他的语气温和而从容,仿佛未远川河面上那尊正在缓缓升起的巨大身影和他没有任何关系,仿佛那些正在腐蚀地面、淹没街道的黑潮只是宴席上不小心洒出来的酒水。
“各位朋友——感谢你们于百忙之中抽出空来,参加鄙人举办的圣杯战争。这几日,多受你们的照顾了。”
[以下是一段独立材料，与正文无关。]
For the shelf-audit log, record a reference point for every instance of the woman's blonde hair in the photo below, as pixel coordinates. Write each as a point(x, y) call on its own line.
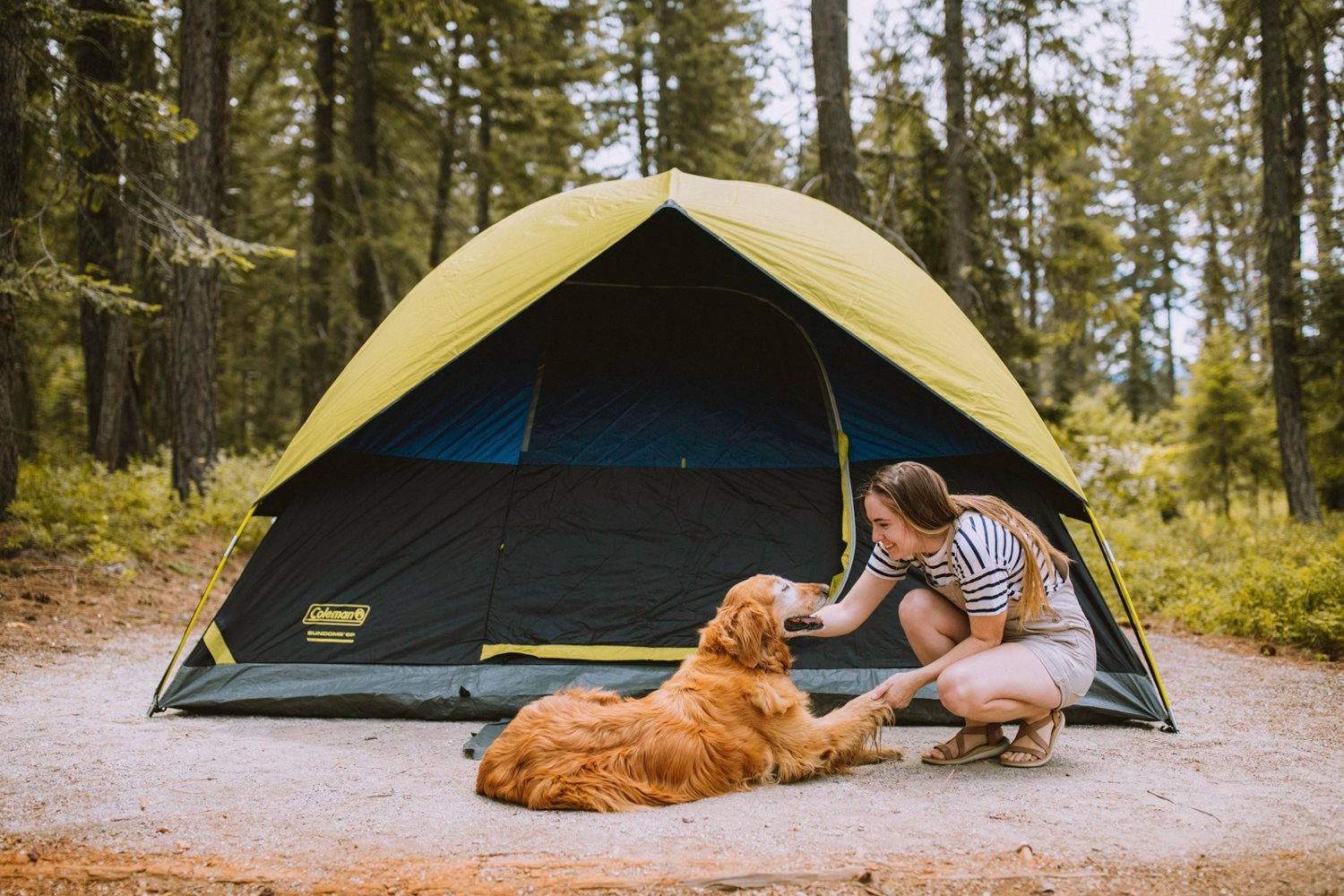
point(919, 495)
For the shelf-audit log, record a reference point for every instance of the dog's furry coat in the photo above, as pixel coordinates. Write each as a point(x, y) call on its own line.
point(728, 718)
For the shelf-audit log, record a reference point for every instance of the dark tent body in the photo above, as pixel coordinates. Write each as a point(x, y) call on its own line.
point(567, 500)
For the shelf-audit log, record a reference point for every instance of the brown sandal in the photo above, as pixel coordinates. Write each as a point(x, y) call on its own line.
point(988, 750)
point(1039, 748)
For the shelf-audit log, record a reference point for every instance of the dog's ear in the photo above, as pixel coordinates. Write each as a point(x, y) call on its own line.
point(749, 633)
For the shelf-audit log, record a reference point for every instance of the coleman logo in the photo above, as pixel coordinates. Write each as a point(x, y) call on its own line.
point(336, 614)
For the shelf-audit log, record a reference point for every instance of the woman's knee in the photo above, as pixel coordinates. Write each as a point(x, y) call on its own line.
point(960, 691)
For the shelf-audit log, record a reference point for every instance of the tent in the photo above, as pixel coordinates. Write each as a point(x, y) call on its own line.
point(562, 447)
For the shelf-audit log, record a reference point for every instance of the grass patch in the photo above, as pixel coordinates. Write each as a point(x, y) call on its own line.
point(112, 519)
point(1263, 578)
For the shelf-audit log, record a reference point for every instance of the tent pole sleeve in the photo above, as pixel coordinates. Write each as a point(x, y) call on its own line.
point(201, 603)
point(1132, 613)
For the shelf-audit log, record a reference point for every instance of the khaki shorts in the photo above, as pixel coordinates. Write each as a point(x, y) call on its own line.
point(1066, 646)
point(1072, 668)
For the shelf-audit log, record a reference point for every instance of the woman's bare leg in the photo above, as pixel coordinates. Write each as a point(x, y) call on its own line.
point(997, 685)
point(1000, 684)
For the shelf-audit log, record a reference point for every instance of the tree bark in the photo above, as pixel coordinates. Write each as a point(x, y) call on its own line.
point(97, 56)
point(1279, 269)
point(637, 26)
point(484, 161)
point(316, 374)
point(13, 75)
point(835, 129)
point(1322, 167)
point(363, 35)
point(202, 180)
point(954, 185)
point(446, 155)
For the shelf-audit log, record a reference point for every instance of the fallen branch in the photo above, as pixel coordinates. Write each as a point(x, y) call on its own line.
point(1185, 806)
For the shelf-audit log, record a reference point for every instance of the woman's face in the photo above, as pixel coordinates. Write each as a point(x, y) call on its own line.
point(890, 530)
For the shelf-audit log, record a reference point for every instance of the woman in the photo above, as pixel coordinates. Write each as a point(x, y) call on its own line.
point(1004, 638)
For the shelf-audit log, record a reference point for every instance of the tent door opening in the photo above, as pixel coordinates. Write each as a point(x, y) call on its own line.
point(680, 440)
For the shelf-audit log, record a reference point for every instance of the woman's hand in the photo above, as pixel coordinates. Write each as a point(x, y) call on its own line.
point(897, 691)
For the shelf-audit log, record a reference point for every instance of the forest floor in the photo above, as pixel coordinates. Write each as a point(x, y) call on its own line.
point(99, 798)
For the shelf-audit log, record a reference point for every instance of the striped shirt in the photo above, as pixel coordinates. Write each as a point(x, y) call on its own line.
point(986, 560)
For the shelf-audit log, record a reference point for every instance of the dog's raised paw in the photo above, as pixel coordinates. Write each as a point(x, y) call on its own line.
point(803, 624)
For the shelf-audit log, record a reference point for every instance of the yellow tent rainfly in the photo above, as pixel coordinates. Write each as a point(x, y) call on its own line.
point(553, 458)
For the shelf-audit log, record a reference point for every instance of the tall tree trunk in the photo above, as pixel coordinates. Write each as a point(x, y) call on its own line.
point(637, 23)
point(835, 131)
point(13, 75)
point(1322, 167)
point(1279, 269)
point(446, 153)
point(316, 373)
point(484, 168)
point(363, 34)
point(1030, 263)
point(954, 185)
point(97, 56)
point(663, 102)
point(201, 188)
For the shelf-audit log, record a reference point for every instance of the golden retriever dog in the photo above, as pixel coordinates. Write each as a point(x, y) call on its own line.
point(728, 719)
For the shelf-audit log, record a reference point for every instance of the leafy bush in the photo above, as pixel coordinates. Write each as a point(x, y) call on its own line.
point(1120, 463)
point(116, 517)
point(1265, 578)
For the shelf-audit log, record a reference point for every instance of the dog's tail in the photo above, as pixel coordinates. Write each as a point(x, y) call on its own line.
point(596, 790)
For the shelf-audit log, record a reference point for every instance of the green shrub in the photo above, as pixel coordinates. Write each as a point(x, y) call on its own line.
point(113, 519)
point(1265, 578)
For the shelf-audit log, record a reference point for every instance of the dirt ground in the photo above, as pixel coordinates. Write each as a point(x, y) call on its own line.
point(97, 798)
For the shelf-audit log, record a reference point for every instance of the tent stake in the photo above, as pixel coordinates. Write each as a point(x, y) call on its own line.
point(201, 603)
point(1133, 616)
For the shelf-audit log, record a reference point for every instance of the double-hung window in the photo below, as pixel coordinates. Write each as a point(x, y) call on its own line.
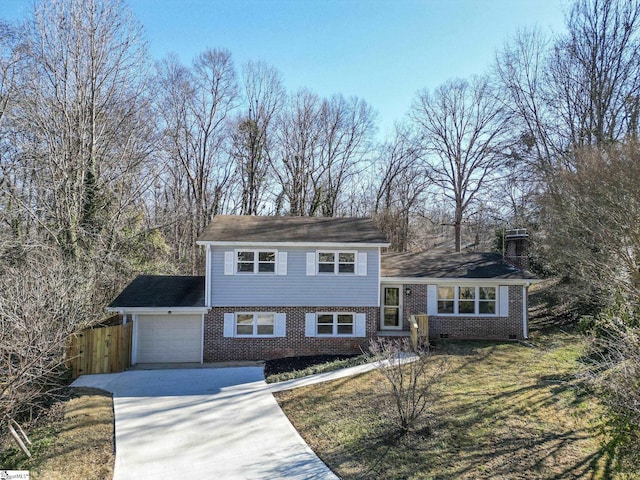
point(338, 262)
point(334, 324)
point(254, 324)
point(256, 261)
point(463, 300)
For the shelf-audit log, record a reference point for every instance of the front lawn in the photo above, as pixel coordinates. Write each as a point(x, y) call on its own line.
point(503, 410)
point(73, 441)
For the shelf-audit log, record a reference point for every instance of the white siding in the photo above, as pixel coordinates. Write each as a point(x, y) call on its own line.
point(297, 287)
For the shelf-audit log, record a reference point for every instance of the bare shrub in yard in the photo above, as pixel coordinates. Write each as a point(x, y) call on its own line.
point(42, 301)
point(409, 378)
point(615, 374)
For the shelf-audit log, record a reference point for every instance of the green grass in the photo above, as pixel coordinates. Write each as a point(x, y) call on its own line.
point(500, 410)
point(73, 441)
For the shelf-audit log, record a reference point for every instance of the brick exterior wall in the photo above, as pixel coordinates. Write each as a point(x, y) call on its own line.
point(219, 348)
point(498, 328)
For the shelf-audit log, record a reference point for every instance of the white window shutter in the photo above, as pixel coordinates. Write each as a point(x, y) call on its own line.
point(361, 325)
point(280, 328)
point(503, 296)
point(361, 267)
point(282, 263)
point(310, 325)
point(229, 263)
point(432, 299)
point(311, 263)
point(229, 324)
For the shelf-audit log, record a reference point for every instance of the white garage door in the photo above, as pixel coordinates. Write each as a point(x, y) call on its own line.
point(169, 338)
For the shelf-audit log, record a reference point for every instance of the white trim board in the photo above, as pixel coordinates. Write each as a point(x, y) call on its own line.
point(314, 245)
point(456, 281)
point(159, 310)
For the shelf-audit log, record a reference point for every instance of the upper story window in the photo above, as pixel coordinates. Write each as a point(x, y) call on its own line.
point(460, 300)
point(339, 262)
point(256, 261)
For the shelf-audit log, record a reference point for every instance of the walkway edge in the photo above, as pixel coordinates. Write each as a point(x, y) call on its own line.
point(336, 374)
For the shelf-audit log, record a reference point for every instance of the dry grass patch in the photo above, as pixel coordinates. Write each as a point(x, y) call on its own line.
point(74, 441)
point(500, 411)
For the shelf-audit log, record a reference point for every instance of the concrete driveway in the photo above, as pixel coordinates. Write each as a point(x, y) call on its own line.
point(205, 423)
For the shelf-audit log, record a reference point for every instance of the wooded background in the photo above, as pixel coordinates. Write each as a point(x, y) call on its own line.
point(112, 164)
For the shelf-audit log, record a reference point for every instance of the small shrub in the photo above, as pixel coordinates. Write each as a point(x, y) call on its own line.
point(410, 379)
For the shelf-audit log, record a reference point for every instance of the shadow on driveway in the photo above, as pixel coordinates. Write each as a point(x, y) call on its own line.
point(203, 423)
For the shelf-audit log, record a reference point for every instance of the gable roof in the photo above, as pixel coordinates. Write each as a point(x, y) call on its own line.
point(318, 230)
point(450, 266)
point(150, 291)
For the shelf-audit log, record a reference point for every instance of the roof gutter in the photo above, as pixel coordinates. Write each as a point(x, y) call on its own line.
point(458, 281)
point(313, 245)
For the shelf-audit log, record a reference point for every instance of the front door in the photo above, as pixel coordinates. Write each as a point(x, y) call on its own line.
point(391, 308)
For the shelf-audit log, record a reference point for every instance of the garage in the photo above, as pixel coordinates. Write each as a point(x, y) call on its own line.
point(169, 338)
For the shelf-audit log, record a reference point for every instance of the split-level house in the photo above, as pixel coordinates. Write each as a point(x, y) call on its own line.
point(289, 286)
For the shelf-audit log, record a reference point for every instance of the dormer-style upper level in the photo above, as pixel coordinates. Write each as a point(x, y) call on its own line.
point(292, 261)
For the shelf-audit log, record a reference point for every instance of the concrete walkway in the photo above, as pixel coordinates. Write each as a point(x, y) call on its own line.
point(203, 423)
point(336, 374)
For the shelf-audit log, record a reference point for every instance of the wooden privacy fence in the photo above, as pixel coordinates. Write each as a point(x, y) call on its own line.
point(100, 350)
point(419, 330)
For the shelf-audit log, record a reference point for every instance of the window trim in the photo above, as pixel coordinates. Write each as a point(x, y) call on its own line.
point(400, 306)
point(336, 262)
point(256, 261)
point(335, 324)
point(476, 301)
point(254, 324)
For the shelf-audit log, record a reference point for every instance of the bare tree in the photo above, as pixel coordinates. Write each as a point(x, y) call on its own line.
point(83, 124)
point(298, 169)
point(594, 72)
point(39, 308)
point(347, 127)
point(195, 108)
point(462, 125)
point(400, 184)
point(252, 140)
point(590, 236)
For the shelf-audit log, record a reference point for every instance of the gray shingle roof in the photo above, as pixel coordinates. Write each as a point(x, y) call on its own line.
point(161, 291)
point(240, 228)
point(450, 265)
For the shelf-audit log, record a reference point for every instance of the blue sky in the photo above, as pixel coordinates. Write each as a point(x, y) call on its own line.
point(383, 51)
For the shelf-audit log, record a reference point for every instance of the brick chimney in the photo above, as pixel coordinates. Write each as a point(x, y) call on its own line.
point(516, 248)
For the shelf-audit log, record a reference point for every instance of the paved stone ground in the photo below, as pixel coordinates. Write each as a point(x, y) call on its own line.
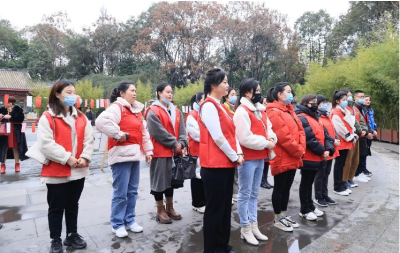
point(366, 221)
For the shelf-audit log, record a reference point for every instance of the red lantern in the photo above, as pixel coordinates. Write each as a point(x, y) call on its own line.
point(38, 101)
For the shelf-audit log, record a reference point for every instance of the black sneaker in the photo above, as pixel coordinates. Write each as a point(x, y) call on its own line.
point(75, 240)
point(330, 201)
point(367, 173)
point(321, 202)
point(56, 246)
景天站在高地上,阵刀横在身前,目光在河面上那尊巨大的轮廓和天空中那道虚无的声音之间来回了一次。
他没有说话,但握刀的手指微微收紧了一些。
“说实话——”梦主的声音继续着,带着一种自嘲的笑意。
“作为一个小小的匹诺康尼家系的家主,我在收到主家的问责时都要唯唯诺诺。哪怕在此之前,我因为镇压叛乱、毁掉了自己的肉身,也丝毫没有被同情过。而今日,我居然能用一幕大剧,困住了复数的令使——我已经可以算此生无憾了吧?”
他的后半句话里,那层谦逊的壳开始出现裂纹。
得意渗透出来了。一种隐忍了太久的、终于找到一个出口的情绪,正在从那道声音的缝隙中缓慢地流淌出来。
匹诺康尼五大家系的家主,在普通人眼中已经是高高在上的存在了。
但在令使这个级别的存在看来,那样的位子确实算不上什么。
家族内部的主家问责,同僚之间的明争暗斗,上层随时可能落下的重压。
在那些真正握有力量的银河大人物眼中,一个分家家系的家主,确实屁都不是。
歌斐木在家族的这些年,几乎一直在当孙子。现在他终于不想当了。
“我倒要听听你放什么屁!”
黑塔的声音从通讯频道里传出来,带着一种毫不掩饰的不屑。
“呵呵——”梦主笑了一声,那笑声里没有恼怒,反而带着一种“我就知道你会这么说”的了然。
“和黑塔女士这种天才比起来,鄙人真是犹如萤火之光,岂敢与皓月争辉。”
他停顿了一下,那声音转了一个方向,像是一道正在移动的目光,落在了一个更具体的人身上。